Di bagian hulu mengirim "paket" kuning seenaknya, di belakang anak-anak seperti prajurit yang khusus membersihkan ranjau musuh, lalu setelah itu menyelam. Dulu airnya bening. Tidak tau sekarang. Mungkin keruh. Atau mungkin tidak mengalir lagi airnya karena penebangan pohon di hulu.
Soal makan, ada pembagian "kelas". Ada yang memilih membayar di sekolah. Mereka tinggal makan teratur, pagi, siang, dan sore/petang. Ada yang memilih masak sendiri. Dapur tempat kompor-kompor bersumbu telah disiapkan. Tidak ada yang menaruh lemari lauk di sini. Toples sambel tidak aman. Lebih baik ditaruh di lemari pakaian. Baju bau sambel tidak apa. Yang penting sambel aman.
Pesan apa yang ingin saya sampaikan dari sepotong suasana di atas? Pertama, anggap saja saya sedang ikut mengampanyekan "ayo mondok di pesantren" untuk bapak ibu yang saat ini masih bingung ke mana hendak menyekolahkan anaknya setelah tamat di jenjang pendidikan sebelumnya. Saya akan sampaikan kelebihan orang mondok tentu berdasarkan pengalaman saya.Â
Misalnya. Mondok adalah sarana tempat belajar tentang survive dengan kejutan-kejutan hidup yang tidak menentu. Tentang sandal yang tiba-tiba hilang. Tentang penyakit gatal-gatal di tangan dan selangkangan. Mondok adalah sarana melatih daya manajerial. Misalnya, kiriman beras dalam satuan kilo harus pas tersedia hingga sekian minggu sampai tiba jadwal kunjungan orang tua untuk membawakan bekal beras lagi. Jika terlalu boros, atau malah nekat menjual beras untuk beli rokok, tentu itu tidak baik. Hehehe.
Kesederhanaan lah yang menjadi ruh pesantren.
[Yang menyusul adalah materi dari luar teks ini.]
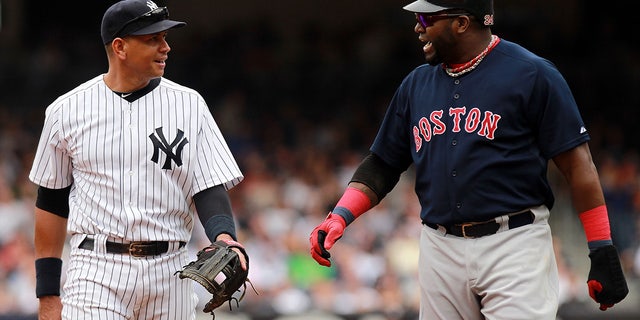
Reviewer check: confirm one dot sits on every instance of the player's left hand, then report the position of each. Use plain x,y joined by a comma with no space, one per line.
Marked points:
324,236
606,282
Bukan kemewahan fasilitas layaknya hotel. Bukan kemegahan gedung dan lain-lain. Ada orang tua yang langsung protes begitu mengetahui fasilitas tempat mandi anaknya jauh dari kata layak.
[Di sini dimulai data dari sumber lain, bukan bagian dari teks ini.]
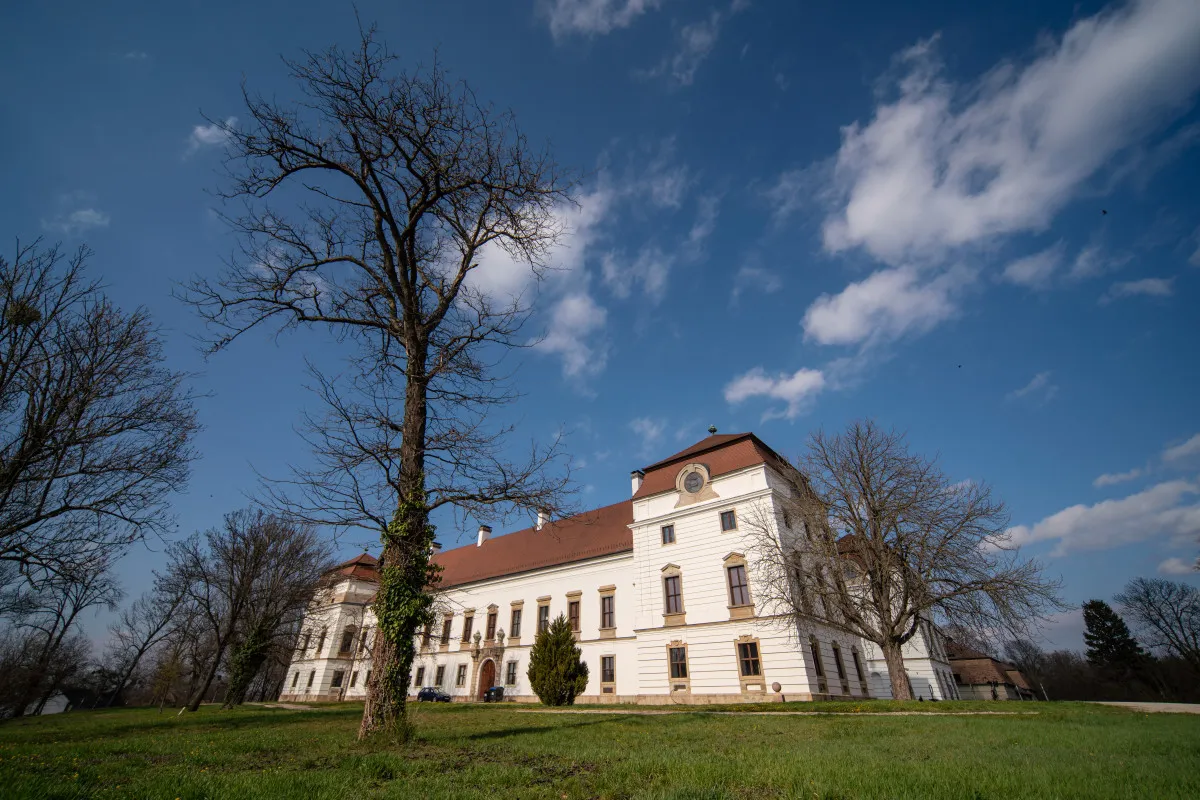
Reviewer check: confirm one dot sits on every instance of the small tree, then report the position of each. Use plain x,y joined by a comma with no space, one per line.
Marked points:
1109,643
556,671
Akan semakin parah kalau di ujungnya dia mempertanyakan iuran besar yang dia keluarkan setiap bulan untuk membayar fasilitas yang diinginkannya itu. Di sini berlakulah ikatan jual beli semata. Wali siswa sebagai pembeli, pihak sekolah sebagai pedagang. Semangat luhur berupa proses transfer nilai dan akhlak mulia yang menjadi ruh pendidikan menjadi hilang. Kesederhanaan sudah tidak ada.
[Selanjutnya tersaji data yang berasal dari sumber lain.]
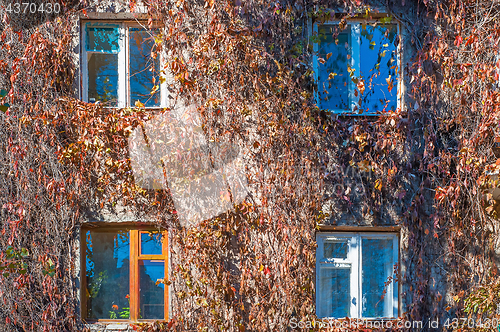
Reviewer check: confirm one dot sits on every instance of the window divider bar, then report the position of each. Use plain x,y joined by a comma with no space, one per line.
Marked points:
134,275
355,62
166,301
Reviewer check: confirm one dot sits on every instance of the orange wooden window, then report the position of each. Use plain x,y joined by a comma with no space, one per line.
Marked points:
124,274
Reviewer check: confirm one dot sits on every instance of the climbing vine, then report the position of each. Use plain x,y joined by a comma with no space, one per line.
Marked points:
247,67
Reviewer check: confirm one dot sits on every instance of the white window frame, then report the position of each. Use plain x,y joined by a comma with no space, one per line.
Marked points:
123,60
354,261
355,64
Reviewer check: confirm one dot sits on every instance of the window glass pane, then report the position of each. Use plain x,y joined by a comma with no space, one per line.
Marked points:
151,243
378,65
335,249
103,78
144,68
377,267
333,76
103,39
334,293
107,274
152,291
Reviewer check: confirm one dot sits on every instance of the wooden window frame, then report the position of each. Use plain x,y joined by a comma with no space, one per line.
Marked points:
135,257
123,62
354,260
354,62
Dulu, sewaktu nyantri, kita sering dikisahkan tentang tokoh-tokoh besar yang menuntut ilmu lewat jalan terjal. Bersakit-sakit. Hari-hari mereka adalah hari-hari yang sakit. Hasilnya mereka menjadi orang-orang besar yang dikenang sejarah lewat karya dan kualitas personal mereka. Ternyata, kisah-kisah yang disampaikan para guru itu bermuara pada satu titik : mereka ingin murid-murid mereka kelak menjadi manusia tahan banting.Â
Kekah tegeng dalam tiap musik dan cuaca. Santri adalah mereka yang hidupnya kuat dan tahan banting untuk kesulitan macam apapun. Mereka akan bisa melewatinya dengan baik. Karakter macam ini tentu saja tidak bisa dibangun oleh suasana sekolah yang selalu bikin ngantuk karena saking nyamannya. Karakter macam ini hanya bisa terwujud di lembaga pendidikan yang menanamkan nilai natural dan sederhana dalam proses belajar mengajarnya.
Akhirnya, beruntunglah pesantren yang masih mempertahankan warisan besar ini. Salam.